Brazil’s president just came one step closer to impeachment


SÃO PAULO — Two court rulings in two days have raised the real possibility that Brazil’s already beleaguered president, Dilma Rousseff, could face impeachment proceedings.

The most immediate challenge comes from Wednesday’s ruling by Brazil’s top audit court that the government manipulated its 2014 accounts. The court said the book-cooking was aimed at covering up a widening fiscal deficit in order to justify maintaining social spending ahead of Rousseff’s narrowly-won reelection last October.

Rousseff summoned ministers to a meeting on Thursday to discuss the judgment’s implications.

statement from the president’s office said earlier that the government was “fully confident there were no legal motives” to justify the court’s decision. Solicitor-general Luís Inácio Adams said he would be launching an appeal in the Supreme Court.

But opposition lawmakers, who embraced each other and applauded when the ruling was read out on Wednesday, are insisting the end is nigh for Rousseff’s second presidential term at a time when she is trying to force austerity measures through Congress amid single-digit personal approval ratings, and with the economy in recession.

Rousseff’s main rival in last year’s elections, Senator Aécio Neves, who leads the main opposition Brazilian Social Democracy Party, or PSDB, said the ruling was “historic” and had “proved” the president had committed impeachable crimes.

Rubens Bueno, leader of opposition Popular Socialist Party, said the court’s decision had “buried this administration once and for all.”

Congress must now vote on whether to accept the ruling’s recommendation to reject the accounts, and whether there are grounds to start impeachment proceedings.

[UPDATE: However, opposition legislators now say they want to press on with proceedings next week regardless of Congress’s approval or rejections of the government’s 2014 accounts — which might only reach a vote in 2016.]

Rousseff’s leftist Workers’ Party, or PT, is part of a cumbersome nine-party coalition that has a slim majority that could allow her to face down such a bid, though the party’s most powerful ally, the Brazilian Democratic Movement Party, or PMDB, has recently been distancing itself from Rousseff’s government.

The accounts court ruling came a day after Brazil’s highest electoral court on Tuesday decided to reopen an investigation into the financing of Rousseff’s 2014 reelection campaign.

The electoral court’s decision is a side effect of a separate criminal probe into a vast kickback scandal centered on the state-run oil giant Petrobras. Witnesses in that investigation said in plea bargain testimony that funds from the corruption network were, in part, funneled to ruling parties, including the PT and other coalition partners.

The PT has denied any irregularities in its campaign funds that, if proved, could lead to the annulment of Rousseff’s victory.

Experts say Rousseff could face a third challenge to her presidency if the Petrobras corruption investigations find evidence of a direct link to her.
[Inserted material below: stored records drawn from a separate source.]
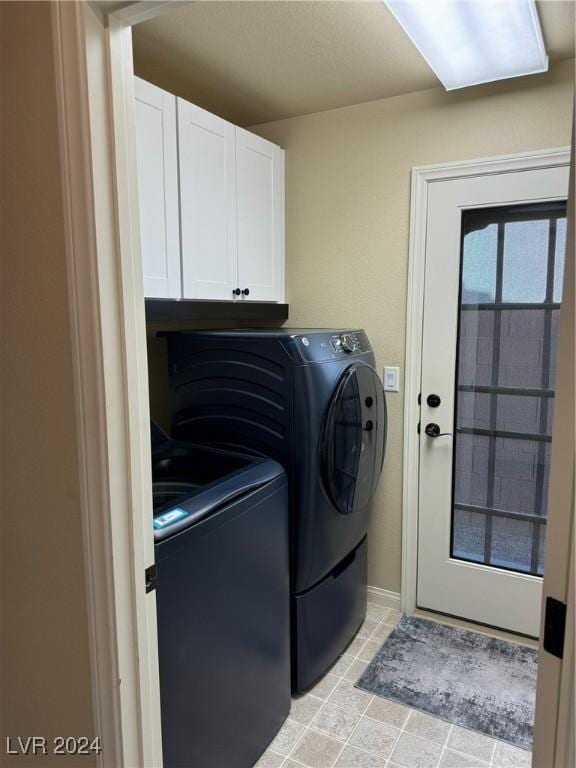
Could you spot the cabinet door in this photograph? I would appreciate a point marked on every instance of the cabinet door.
(157, 162)
(207, 204)
(260, 185)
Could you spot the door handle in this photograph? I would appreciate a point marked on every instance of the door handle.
(433, 430)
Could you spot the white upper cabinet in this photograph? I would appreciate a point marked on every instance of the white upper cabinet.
(157, 162)
(260, 211)
(211, 204)
(207, 204)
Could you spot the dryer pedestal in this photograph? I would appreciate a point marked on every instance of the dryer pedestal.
(326, 618)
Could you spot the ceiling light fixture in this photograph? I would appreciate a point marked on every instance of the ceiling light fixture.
(469, 42)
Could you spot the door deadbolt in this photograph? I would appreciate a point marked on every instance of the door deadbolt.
(433, 430)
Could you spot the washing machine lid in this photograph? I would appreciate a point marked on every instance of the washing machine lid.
(353, 440)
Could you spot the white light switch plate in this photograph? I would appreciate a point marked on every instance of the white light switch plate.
(391, 379)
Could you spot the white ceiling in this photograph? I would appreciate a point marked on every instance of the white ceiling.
(256, 61)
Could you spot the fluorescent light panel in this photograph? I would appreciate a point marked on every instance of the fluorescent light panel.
(469, 42)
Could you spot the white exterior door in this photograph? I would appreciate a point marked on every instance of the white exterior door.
(157, 159)
(260, 186)
(494, 262)
(207, 204)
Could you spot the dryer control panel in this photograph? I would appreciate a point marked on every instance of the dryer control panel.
(354, 341)
(334, 345)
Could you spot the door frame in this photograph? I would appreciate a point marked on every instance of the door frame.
(95, 103)
(422, 176)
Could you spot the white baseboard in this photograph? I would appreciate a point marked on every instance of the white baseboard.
(384, 597)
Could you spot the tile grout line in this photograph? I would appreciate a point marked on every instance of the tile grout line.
(307, 727)
(355, 657)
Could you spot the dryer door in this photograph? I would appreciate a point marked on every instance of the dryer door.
(353, 440)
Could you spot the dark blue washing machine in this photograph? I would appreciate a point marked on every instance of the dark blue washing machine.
(311, 400)
(221, 545)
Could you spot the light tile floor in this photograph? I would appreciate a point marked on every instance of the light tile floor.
(335, 725)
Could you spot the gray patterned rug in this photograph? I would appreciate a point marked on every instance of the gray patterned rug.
(472, 680)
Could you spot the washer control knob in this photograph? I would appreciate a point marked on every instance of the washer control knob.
(347, 343)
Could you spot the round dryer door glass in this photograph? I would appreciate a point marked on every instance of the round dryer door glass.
(354, 436)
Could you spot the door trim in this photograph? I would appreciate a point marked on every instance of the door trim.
(422, 176)
(93, 68)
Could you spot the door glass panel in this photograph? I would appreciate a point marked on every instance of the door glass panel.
(511, 285)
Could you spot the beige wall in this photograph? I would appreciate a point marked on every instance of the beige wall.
(45, 686)
(347, 221)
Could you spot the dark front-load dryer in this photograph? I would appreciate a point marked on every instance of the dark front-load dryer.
(310, 399)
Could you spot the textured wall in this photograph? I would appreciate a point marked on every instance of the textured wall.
(347, 220)
(45, 688)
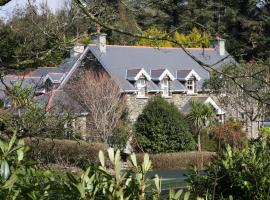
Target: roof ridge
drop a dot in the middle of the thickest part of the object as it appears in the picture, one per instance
(159, 69)
(184, 69)
(130, 46)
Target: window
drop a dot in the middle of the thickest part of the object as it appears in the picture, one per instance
(191, 86)
(165, 87)
(141, 86)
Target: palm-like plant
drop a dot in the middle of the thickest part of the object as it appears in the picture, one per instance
(201, 115)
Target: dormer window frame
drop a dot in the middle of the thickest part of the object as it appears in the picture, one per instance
(141, 86)
(165, 88)
(189, 80)
(165, 74)
(191, 85)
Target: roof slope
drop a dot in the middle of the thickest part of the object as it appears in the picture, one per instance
(118, 59)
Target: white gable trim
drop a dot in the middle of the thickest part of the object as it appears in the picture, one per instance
(48, 77)
(53, 81)
(144, 73)
(193, 73)
(166, 73)
(210, 101)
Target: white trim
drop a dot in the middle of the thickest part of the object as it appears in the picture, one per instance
(140, 73)
(193, 73)
(53, 81)
(168, 73)
(211, 101)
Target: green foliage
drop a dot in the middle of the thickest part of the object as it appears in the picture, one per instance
(209, 142)
(179, 160)
(86, 39)
(162, 128)
(265, 132)
(229, 133)
(63, 152)
(195, 39)
(154, 32)
(244, 26)
(200, 116)
(240, 173)
(19, 180)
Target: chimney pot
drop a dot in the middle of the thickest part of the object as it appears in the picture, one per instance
(100, 40)
(76, 50)
(219, 45)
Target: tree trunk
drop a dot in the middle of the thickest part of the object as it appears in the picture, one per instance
(199, 141)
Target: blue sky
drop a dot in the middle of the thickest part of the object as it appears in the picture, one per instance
(6, 10)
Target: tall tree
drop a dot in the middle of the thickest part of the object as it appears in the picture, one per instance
(200, 116)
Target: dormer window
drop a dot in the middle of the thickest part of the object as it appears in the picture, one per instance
(138, 77)
(165, 87)
(191, 86)
(141, 87)
(188, 77)
(163, 78)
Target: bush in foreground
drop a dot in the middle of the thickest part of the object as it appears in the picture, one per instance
(238, 173)
(162, 128)
(180, 160)
(64, 153)
(19, 180)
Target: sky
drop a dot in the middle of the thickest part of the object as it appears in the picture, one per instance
(6, 11)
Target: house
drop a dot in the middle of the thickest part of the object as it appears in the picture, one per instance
(141, 72)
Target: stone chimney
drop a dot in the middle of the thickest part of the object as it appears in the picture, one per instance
(100, 40)
(219, 45)
(76, 50)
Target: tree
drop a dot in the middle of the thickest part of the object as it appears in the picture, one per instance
(27, 117)
(101, 98)
(253, 80)
(162, 128)
(229, 133)
(200, 115)
(243, 24)
(194, 39)
(235, 174)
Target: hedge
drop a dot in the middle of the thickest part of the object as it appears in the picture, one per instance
(64, 153)
(179, 160)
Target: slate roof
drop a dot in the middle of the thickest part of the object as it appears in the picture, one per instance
(177, 86)
(156, 73)
(181, 74)
(132, 73)
(56, 77)
(118, 59)
(152, 87)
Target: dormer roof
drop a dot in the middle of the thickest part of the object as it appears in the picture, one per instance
(55, 77)
(135, 74)
(159, 74)
(186, 74)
The president has denied all knowledge of the scams, despite chairing the company’s board of directors between 2003 and 2010, when much of the wrongdoing is alleged to have taken place.

Political scientist David Fleischer, of the University of Brasília, said the accounts court ruling is the most pressing of the potential impeachment scenarios as the process could take just five or six months, whereas the electoral court investigation would need at least a year.

Rousseff’s immediate future consequently depends on her ability to shore up her support among legislators.

Her efforts so far include a major cabinet reshuffle last week in which she gave key ministerial prizes to her heavyweight PMDB coalition partners, which she announced would provide “greater governability.”

To Fleischer, however, they looked more like a sign that the president is running out of options:

“The political moves made by Rousseff are looking increasingly desperate and indecisive.”